Then some comments on some other quotes.

"As this continent’s occupants were tribal, a tribe moved over a loosely defined range of land. In stark contrast, the colonists had a strong concept of an individual’s title to a measured allotment of land."

The following is a link to a map of Aboriginal tribal boundaries (you can even find the tribal area that you live in)http://www.samuseum.sa.gov.au/orig/tindale/boundaries_intro.htm

"While acknowledging the inevitability of colonisation, the activists should also acknowledge that the Aborigines were fortunate that it was 18th century England which did the colonising. They would have been enslaved and worked to death if it had been 16th century Spain."

This link (PDF) is to the Queensland legislation that forced every Aboriginal person in Queensland either onto a reserve or onto a farm as an unpaid labourer (slave)
http://www.foundingdocs.gov.au/resources/transcripts/qld5_doc_1897.pdf

"Sea-faring canoes from Indonesia were touching the north coast maybe 1,000 years ago. These people saw no point in leaving their fertile islands for semi-arid land. Eventually people who had the technical capacity to come in from the south would be arriving - and when they did, they would be colonising the place."

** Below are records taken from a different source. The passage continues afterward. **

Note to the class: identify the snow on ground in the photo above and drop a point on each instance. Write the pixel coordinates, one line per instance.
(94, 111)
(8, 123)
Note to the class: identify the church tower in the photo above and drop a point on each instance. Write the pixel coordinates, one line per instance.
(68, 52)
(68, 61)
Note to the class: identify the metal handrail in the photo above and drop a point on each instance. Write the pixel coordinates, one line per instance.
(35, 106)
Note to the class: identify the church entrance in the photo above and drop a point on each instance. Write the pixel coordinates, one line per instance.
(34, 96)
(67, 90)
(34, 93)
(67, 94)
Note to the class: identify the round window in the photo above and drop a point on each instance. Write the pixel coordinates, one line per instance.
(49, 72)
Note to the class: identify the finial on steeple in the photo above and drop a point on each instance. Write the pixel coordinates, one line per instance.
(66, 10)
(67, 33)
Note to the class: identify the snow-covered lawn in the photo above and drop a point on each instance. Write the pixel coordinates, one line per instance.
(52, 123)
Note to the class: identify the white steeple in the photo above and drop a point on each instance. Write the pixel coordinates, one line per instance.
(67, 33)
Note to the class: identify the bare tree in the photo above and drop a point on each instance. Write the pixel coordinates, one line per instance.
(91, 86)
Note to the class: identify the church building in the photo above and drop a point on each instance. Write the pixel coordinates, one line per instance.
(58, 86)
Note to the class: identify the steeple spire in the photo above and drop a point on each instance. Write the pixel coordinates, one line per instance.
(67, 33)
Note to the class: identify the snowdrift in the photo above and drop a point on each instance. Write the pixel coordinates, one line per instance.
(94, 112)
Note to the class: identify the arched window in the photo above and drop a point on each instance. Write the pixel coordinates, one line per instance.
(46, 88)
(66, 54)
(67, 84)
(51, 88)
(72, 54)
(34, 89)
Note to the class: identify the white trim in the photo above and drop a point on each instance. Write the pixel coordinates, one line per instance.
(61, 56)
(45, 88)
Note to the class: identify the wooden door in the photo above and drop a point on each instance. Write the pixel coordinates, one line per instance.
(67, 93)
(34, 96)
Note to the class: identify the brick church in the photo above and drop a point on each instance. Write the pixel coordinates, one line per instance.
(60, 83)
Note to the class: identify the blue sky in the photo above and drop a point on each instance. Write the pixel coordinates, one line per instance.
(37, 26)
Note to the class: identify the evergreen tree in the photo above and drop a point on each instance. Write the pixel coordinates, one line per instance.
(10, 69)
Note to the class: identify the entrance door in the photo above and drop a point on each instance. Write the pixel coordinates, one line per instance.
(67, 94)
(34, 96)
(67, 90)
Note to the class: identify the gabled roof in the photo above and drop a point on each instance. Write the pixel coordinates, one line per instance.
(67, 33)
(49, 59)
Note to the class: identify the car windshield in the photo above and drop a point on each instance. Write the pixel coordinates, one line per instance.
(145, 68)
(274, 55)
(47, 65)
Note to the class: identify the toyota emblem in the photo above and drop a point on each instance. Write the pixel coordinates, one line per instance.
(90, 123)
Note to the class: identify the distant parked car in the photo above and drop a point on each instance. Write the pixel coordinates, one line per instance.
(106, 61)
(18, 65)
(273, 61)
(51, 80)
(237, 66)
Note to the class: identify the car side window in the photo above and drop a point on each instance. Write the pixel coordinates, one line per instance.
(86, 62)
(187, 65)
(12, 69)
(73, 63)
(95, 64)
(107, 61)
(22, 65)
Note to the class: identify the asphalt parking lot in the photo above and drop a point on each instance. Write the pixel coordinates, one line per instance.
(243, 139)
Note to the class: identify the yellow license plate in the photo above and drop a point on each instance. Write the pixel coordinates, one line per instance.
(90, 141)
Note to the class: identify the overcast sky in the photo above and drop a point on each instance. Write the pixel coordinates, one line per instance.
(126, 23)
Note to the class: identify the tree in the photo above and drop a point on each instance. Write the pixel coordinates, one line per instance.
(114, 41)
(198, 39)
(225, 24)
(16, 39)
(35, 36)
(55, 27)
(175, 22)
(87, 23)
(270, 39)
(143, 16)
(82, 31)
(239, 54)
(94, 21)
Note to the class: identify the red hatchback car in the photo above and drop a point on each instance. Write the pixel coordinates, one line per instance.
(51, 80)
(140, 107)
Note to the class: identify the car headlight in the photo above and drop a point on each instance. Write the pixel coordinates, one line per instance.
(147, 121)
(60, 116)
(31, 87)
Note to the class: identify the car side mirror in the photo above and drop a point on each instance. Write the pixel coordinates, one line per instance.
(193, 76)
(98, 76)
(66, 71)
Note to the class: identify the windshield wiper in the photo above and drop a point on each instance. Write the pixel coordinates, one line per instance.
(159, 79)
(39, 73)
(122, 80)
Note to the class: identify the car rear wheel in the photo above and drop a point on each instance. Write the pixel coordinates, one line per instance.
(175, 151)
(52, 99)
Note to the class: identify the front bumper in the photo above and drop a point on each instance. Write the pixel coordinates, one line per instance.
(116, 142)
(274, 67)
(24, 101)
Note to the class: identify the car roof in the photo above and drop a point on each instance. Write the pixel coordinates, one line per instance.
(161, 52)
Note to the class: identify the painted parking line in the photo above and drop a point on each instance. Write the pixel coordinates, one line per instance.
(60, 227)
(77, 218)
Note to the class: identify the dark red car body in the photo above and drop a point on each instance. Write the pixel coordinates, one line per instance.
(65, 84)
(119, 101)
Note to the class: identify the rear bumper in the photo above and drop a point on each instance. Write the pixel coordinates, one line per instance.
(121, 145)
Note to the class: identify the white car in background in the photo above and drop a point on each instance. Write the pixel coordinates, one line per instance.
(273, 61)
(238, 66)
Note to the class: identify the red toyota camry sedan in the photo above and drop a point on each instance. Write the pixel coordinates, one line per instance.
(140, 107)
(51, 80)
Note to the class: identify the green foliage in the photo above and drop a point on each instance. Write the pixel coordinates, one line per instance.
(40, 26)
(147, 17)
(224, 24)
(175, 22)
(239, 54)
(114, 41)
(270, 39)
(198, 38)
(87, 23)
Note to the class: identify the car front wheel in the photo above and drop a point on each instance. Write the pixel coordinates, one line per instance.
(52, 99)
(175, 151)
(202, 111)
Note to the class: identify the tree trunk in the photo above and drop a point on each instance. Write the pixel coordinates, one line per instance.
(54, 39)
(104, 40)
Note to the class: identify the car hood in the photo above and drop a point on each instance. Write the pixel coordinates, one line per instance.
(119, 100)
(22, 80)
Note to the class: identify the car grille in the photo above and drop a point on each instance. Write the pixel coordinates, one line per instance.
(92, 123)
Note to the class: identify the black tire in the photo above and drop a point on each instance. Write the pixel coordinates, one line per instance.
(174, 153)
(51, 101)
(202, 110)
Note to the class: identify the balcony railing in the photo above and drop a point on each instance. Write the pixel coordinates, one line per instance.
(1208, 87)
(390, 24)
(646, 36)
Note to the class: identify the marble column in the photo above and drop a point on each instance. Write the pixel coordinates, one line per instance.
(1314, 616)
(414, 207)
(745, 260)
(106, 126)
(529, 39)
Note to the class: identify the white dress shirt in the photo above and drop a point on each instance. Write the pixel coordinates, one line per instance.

This link discusses the ancient trade with the Macassans.
http://aboriginalrights.suite101.com/article.cfm/macassancrew

Trade routes ran from Australia into Asia and beyond prior to Cook, for thousands of years without anyone trying to colonise anyone elses territory - just trade.

which brings us to the question of invasion.

The article states
"The January 26, 1788 is referred to by some as Invasion Day. That label is potentially divisive. There was no invasion. When Hitler’s armies crossed into Poland under orders to destroy every trace of the administrative infrastructure: that was an invasion."

A war by any other name would smell the same.